Now that I’m home, the golden question has been, “What was the best part of the trip?” It’s a good question, one I’d likely ask too. But it’s a beast to answer. Because the best part of the trip isn’t anything I can quantify. It’s not really a story or an experience I can narrate. It’s not a verb. It’s a noun.

The best part of the trip – the one that I will hold onto, the one that changed me – is an idea. It’s the idea that people are kind, generous, good. The idea that I am loved by a God who loves me regardless of my productivity, who directs my steps to lead me exactly where I need to be, who calls me to be more than I think I am. It’s the idea that dreams are doable and should be done. And most importantly, the idea that verbs make a life full, but nouns make a life rich. It’s the nouns surrounding the verbs that make the sentence meaningful.

A noun is an idea.

And now, I feel like a character in a childrens book. Like the boy in The Polar Express or the siblings in The Chronicles of Narnia. I’ve had a wonderfully authentic adventure in which I crossed into a new reality, learning new truths and having my eyes opened. But when I wake up in the morning I’m back in my bed at home. None of the things surrounding me have changed even though things inside of me have changed. Make no mistake: I’m beyond elated to be home. There is no place I’d rather be. But it’s still an odd dichotomy, one I’m not yet sure how to reconcile.

But right now, as I write this, it’s starting to snow. Snow has always been my love language.
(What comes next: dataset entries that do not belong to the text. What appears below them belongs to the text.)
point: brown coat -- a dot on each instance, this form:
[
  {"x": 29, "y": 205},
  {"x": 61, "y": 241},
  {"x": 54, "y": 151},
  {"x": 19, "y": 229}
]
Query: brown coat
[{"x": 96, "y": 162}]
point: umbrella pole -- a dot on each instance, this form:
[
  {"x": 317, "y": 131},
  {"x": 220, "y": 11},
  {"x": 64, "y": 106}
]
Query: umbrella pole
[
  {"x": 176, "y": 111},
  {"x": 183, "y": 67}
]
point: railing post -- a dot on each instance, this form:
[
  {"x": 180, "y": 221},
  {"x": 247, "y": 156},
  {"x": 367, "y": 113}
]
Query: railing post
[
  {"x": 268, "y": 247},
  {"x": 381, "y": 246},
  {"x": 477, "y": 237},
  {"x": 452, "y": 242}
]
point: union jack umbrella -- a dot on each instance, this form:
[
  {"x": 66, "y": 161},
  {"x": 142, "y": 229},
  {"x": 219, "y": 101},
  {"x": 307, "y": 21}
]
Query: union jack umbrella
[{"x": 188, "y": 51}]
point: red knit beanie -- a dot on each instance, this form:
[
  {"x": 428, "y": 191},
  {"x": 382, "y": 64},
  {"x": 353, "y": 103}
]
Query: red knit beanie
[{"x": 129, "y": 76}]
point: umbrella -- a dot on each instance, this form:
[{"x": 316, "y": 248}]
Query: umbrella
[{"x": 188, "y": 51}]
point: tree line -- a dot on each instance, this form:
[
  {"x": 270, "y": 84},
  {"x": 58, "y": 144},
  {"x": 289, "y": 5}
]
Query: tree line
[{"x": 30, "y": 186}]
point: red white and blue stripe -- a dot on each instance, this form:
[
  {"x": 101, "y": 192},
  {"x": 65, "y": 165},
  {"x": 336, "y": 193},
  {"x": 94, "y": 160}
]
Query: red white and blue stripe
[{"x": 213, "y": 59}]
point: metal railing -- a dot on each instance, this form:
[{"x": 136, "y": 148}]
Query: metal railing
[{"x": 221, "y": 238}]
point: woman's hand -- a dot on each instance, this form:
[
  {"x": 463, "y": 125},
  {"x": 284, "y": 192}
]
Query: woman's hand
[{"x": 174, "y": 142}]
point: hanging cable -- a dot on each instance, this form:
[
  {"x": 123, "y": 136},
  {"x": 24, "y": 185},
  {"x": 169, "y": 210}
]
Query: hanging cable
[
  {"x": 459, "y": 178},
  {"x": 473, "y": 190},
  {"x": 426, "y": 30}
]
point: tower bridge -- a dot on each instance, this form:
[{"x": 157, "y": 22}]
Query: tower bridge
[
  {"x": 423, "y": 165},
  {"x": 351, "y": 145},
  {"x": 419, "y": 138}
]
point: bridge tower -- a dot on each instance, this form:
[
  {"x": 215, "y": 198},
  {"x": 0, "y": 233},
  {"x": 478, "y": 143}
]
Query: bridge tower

Since I just graced you all with a very large explanation on my life in terms of grammar I will refrain from gracing you with a very large explanation of my life in terms of snow (you’re welcome). But basically, snow resets my internal compass. It reminds me that the God I love and serve will make all things bright and beautiful in the end. It’s a clean slate, a blanketing of provision, and my favorite sight to see. So it’s fitting that I’m seeing my first honest to goodness snow of the season as I write this post to wrap up the roadtrip season. A new layer of life is starting to fall in small flakes, building the foundation for a fresh canvas: a blank page waiting to contain all of the nouns it can hold.